Rías Baixas, Day One
Another of the advantages of having friends in new places is that once in a while you get invited along on a mini-vacation to parts unknown. It also helps when that friend has a friend with a car making the whole thing even more fun. Thus began a three-day four-woman escapade to one of the most beautiful regions in all of Spain: las Rías Baixas, a series of four estuarine inlets located on the southwestern coast of Galicia. They are the Ría de Muros e Noia, the Ría de Arousa, the Ría de Pontevedra, and the Ría de Vigo … we limited our visit to the first one only — after all, there is only so much you can see in three days.
My little group included Fely, Sagrario, and Ana, the car owner who didn’t want to drive making Sagra the default driver, however pleadingly I gazed at the steering wheel. I guess my international license didn’t look as appealing as her Spanish one (note to self: must get a Spanish driver’s license!). I did, however, get the job of the pilot, which may or may not have been such a great idea at times since the English-speaking Google Maps assistant made some interesting choices taking us through a variety of backroads I probably wouldn’t have chosen had we been in a hurry. Fortunately we were not in a hurry and nobody complained making the experience very entertaining not to mention educational: the Galician countryside is absolutely lovely and worth visiting.

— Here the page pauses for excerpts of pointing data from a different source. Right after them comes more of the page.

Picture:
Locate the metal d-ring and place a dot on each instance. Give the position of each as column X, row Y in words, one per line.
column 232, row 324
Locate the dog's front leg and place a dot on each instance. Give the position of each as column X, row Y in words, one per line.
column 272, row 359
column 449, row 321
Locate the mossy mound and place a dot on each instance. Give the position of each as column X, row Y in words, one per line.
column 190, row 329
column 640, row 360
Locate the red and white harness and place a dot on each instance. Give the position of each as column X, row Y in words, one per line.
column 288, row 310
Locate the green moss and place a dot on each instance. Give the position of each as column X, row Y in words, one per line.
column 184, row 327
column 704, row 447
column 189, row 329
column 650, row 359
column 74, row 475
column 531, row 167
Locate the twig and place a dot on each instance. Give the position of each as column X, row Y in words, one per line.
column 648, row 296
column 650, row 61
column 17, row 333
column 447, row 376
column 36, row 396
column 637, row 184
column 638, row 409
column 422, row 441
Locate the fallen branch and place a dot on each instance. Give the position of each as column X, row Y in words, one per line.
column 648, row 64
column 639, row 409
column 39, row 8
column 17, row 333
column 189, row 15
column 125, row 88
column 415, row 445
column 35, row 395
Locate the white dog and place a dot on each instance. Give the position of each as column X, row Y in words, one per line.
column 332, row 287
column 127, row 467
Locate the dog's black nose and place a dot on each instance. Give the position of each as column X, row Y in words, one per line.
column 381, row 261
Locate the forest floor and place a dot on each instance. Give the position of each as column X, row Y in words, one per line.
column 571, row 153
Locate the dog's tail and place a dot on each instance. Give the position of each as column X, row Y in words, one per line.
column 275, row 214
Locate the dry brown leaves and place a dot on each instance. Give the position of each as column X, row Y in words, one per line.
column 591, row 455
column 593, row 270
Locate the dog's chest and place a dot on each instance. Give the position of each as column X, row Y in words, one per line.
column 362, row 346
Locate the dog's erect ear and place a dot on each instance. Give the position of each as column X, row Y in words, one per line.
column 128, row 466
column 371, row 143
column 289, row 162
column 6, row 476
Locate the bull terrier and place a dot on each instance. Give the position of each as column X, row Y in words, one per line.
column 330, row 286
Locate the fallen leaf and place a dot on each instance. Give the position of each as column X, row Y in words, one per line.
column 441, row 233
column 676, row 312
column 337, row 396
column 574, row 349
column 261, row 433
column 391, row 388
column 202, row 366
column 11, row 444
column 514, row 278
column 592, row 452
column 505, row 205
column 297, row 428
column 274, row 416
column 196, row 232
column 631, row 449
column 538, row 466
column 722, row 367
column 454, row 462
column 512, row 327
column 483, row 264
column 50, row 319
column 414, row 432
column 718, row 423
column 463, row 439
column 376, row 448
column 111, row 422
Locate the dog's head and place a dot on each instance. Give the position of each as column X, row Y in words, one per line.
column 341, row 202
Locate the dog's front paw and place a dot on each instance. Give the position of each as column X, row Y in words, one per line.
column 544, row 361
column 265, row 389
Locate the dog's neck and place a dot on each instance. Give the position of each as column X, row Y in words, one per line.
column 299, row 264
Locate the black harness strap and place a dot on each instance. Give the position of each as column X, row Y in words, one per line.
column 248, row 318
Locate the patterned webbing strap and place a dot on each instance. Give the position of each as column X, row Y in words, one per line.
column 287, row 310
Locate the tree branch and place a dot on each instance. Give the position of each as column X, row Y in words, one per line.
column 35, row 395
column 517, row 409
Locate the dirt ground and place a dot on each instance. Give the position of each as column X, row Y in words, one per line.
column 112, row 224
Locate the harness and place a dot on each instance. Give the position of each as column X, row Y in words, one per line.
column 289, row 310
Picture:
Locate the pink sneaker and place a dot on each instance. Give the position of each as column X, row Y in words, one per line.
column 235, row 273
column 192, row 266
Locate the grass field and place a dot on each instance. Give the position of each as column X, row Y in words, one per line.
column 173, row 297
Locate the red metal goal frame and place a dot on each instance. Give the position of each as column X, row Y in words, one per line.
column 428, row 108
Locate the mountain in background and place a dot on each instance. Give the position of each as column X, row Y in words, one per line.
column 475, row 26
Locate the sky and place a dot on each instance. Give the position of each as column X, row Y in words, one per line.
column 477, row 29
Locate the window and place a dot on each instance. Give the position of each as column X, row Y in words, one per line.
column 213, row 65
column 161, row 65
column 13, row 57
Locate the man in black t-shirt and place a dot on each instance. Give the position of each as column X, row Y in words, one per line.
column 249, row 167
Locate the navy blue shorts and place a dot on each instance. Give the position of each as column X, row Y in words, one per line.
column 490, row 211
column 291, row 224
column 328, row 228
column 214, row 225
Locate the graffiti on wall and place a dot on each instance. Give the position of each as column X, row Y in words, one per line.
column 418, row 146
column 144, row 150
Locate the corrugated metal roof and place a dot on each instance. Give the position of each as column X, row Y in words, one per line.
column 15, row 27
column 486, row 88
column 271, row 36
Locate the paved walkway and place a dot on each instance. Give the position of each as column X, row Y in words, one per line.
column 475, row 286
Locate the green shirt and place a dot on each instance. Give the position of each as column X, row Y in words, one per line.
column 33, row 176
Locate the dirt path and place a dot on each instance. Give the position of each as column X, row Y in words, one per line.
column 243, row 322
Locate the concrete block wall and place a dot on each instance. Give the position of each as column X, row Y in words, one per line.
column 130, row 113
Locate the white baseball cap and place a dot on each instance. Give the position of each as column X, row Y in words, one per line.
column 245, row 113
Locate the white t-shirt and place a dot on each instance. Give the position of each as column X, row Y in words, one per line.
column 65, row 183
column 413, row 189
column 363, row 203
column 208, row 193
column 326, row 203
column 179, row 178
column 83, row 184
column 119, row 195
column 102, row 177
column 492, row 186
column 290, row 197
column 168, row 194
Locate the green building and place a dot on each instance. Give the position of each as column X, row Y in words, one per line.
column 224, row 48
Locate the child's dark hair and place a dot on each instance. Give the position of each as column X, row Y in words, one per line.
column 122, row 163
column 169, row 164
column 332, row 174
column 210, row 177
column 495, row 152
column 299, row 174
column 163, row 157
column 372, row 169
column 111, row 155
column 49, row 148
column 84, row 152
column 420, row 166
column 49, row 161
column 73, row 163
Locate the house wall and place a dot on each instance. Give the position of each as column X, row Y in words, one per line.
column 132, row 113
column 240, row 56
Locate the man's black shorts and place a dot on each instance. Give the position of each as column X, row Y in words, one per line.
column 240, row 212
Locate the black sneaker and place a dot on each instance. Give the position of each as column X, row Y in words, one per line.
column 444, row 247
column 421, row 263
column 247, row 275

First on the agenda was lunch, of course. Galicia is famous for its amazing seafood and we were not disappointed with our initial meal of the trip. We found a place in the small village of San Francisco, on the north side of the Ría de Muros e Noia, and, as it has become the norm here, the food was delicious. At Restaurante Antonio, we feasted on sepia (cuttlefish), pulpo (octopus), navajas (razor clams), and rape (monkfish), the oddly-named (at least for English-speakers) fish that has now become my favourite. The monkfish is a fantastically meaty fish, delicious in stews or simply pan-fried with a little olive oil, garlic, and lemon juice; I can’t recommend it enough.
Unsurprisingly, we needed a little siesta after a great meal, so Fely took us to her favourite beach a bit further north, at Carnota. Not surprisingly, her favourite beach has now become my favourite beach too: the sand was warm and soft, the water a much deeper blue/green than the Mediterranean, and the views amazing, and I’m not just talking about the many very tanned and very naked men all around the beach. Apparently we had stumbled upon the clothing-optional part of Carnota Beach and in true Spanish tradition, this was mainly a boys’ playground. While I did not join my fellow travelling sisters in dropping the tops and sauntering around the length of the beach, I did not mind the other views at all and settled in to enjoy a little solo beach time. It was glorious!
The long hot afternoon eventually became a cooler evening, however, and we still had to get to our hotel in the town on Noia, about an hour away. The drive itself was along a winding, coast-hugging road, through numerous little fishing villages each cuter than the previous one. One of these was the picturesque Porto de Muros where the fishing boat-filled harbour was surrounded by hill-hugging homes
As the sun was setting over the ocean behind us, we crossed a series of large bridges that led to the old part of Noia, nestled on the banks of the Noia estuary (Esteiro de Noia). We checked into a little unassuming hotel just off the waterfront, got a bit organized, and headed out to explore the neighbourhood and find a suitable dinner place. That, fortunately, wasn’t far away, and the dinner was delish. It got interrupted a little by an extremely hyper but totally adorable puppy. Once again, I offer proof that I am really bad at taking pictures and videos of cute puppies in motion.
All in all, the first day of this little trip proved to be tremendous fun and we all went to our beds happy … I just hope my snoring wasn’t any worse than theirs was!